As this unfolds, the PLSA has set out recommendations to the government on upping its ESG credentials, including a specific initiative to flag retiring defined contribution members towards what it is describing as ‘preferred’ products.

On 14 October, it announced a raft of new policies to a build a more sophisticated infrastructure to address the risk of climate change. It also condemned inconsistent descriptions and limited offerings of green investments, alongside calling for the issuance of green gilts to make it easier for pension funds to include sustainable investment products.

The PLSA further recommended a review, jointly led by industry and the government, to tackle the confusing array of standards and definitions in the marketplace, working towards “a common language and taxonomy ahead of COP26”.

It also recommended that TCFD is adopted and enforced more widely across the investment chain, and in a separate commitment said it would deliver better training and education, working with the International Corporate Governance Network and creating guidance on good climate stewardship.

In a statement, PLSA chair Richard Butcher, said: “Climate change is a massive issue, and the pensions industry has the opportunity to help mitigate its impact by investing in a climate-aware way. This report highlights some of the barriers to climate aware investing — none of which are insurmountable — and proposes some actions to overcome them.

“We’ve spent a great deal of time talking to all parts of the pension investment chain about these barriers and, while some pension schemes are already taking a proactive and leading position on the subject, there is a genuine appetite throughout to address them and do more.”

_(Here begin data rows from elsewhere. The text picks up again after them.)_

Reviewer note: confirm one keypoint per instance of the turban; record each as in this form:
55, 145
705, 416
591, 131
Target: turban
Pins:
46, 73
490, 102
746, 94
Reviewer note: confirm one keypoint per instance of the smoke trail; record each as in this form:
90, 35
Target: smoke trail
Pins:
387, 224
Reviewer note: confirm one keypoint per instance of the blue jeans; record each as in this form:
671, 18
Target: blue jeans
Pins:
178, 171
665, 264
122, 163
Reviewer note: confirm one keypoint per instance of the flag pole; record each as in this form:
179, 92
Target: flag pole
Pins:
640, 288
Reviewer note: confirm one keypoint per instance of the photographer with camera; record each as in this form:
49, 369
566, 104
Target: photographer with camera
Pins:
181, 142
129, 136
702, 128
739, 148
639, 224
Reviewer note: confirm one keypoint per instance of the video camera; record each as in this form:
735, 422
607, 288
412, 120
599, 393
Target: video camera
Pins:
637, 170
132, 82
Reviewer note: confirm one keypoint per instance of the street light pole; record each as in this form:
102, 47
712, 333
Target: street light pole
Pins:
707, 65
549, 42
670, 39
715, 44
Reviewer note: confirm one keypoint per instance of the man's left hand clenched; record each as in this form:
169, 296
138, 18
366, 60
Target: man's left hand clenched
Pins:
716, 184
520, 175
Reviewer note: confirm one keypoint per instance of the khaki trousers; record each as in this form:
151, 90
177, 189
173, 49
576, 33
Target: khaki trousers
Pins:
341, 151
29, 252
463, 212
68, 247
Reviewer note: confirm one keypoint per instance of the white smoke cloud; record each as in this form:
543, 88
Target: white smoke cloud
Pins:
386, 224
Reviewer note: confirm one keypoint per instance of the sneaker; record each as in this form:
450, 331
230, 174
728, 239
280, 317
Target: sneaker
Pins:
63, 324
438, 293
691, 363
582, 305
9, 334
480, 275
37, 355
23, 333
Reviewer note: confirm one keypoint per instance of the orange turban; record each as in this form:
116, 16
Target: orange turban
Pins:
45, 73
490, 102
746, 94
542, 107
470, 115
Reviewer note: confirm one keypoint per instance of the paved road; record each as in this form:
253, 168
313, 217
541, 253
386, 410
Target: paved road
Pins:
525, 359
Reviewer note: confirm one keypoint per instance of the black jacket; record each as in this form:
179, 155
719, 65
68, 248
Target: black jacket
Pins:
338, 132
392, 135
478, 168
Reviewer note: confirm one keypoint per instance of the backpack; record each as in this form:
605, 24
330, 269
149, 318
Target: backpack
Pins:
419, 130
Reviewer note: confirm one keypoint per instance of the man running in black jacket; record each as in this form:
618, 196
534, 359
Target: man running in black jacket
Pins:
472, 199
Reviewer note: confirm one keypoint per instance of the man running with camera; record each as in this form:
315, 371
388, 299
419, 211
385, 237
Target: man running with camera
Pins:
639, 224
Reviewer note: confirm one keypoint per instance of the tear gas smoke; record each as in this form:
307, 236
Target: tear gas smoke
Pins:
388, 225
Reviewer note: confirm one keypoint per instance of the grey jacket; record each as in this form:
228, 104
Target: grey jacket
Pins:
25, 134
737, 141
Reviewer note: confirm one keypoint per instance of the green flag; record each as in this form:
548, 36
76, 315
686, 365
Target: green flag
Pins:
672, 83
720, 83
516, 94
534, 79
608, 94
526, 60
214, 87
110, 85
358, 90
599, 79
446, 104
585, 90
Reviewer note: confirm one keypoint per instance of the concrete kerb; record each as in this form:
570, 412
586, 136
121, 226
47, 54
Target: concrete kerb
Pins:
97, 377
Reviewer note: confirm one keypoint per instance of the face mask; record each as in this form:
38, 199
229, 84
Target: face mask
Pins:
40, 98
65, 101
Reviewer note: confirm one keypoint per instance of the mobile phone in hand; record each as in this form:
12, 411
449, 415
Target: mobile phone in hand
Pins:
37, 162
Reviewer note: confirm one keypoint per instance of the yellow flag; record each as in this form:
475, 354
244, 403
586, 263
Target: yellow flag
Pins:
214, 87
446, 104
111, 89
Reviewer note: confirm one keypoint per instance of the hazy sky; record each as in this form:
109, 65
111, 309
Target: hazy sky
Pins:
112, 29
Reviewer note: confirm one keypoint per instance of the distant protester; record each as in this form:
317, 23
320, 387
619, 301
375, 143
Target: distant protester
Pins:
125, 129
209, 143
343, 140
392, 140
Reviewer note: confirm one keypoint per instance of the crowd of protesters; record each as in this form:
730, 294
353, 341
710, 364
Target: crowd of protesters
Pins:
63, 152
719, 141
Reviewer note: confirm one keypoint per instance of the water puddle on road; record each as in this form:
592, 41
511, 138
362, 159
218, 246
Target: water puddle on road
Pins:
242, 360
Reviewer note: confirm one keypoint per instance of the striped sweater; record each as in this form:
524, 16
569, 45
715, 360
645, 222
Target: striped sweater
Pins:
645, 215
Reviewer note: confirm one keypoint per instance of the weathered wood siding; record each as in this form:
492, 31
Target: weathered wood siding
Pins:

In another announcement on 13 October at its conference, the PLSA called for the establishment of a new regulatory framework to help savers with the complex decisions they face when choosing how to access their pension at retirement.

This followed a three-month consultation which set out the PLSA’s vision for a new Defined Contribution Decumulation framework in July.

It said that having received widespread support, the final framework remained broadly unchanged, though some of the detail had been enhanced, refined, clarified and added to.

The PLSA stressed the need for a statutory requirement on pension schemes to support their members when they are making decisions about how to access their pension.

The framework will also deliver a set of minimum standards for the saver communication and engagement journey as well as product design and governance, it added.

Emma Douglas, chair, PLSA Policy Board, said: “The pension freedoms radically revised the journey for savers when they reached retirement, bringing new opportunities, challenges and risks to savers and pension schemes.

“The decumulation framework we are recommending today responds to the evolution of the pension system. It will provide vital support to savers and help bridge the gap between the inertia which makes automatic enrolment such a success, and the range of choices (which can be confusing) savers face when electing how to draw their pension at retirement.”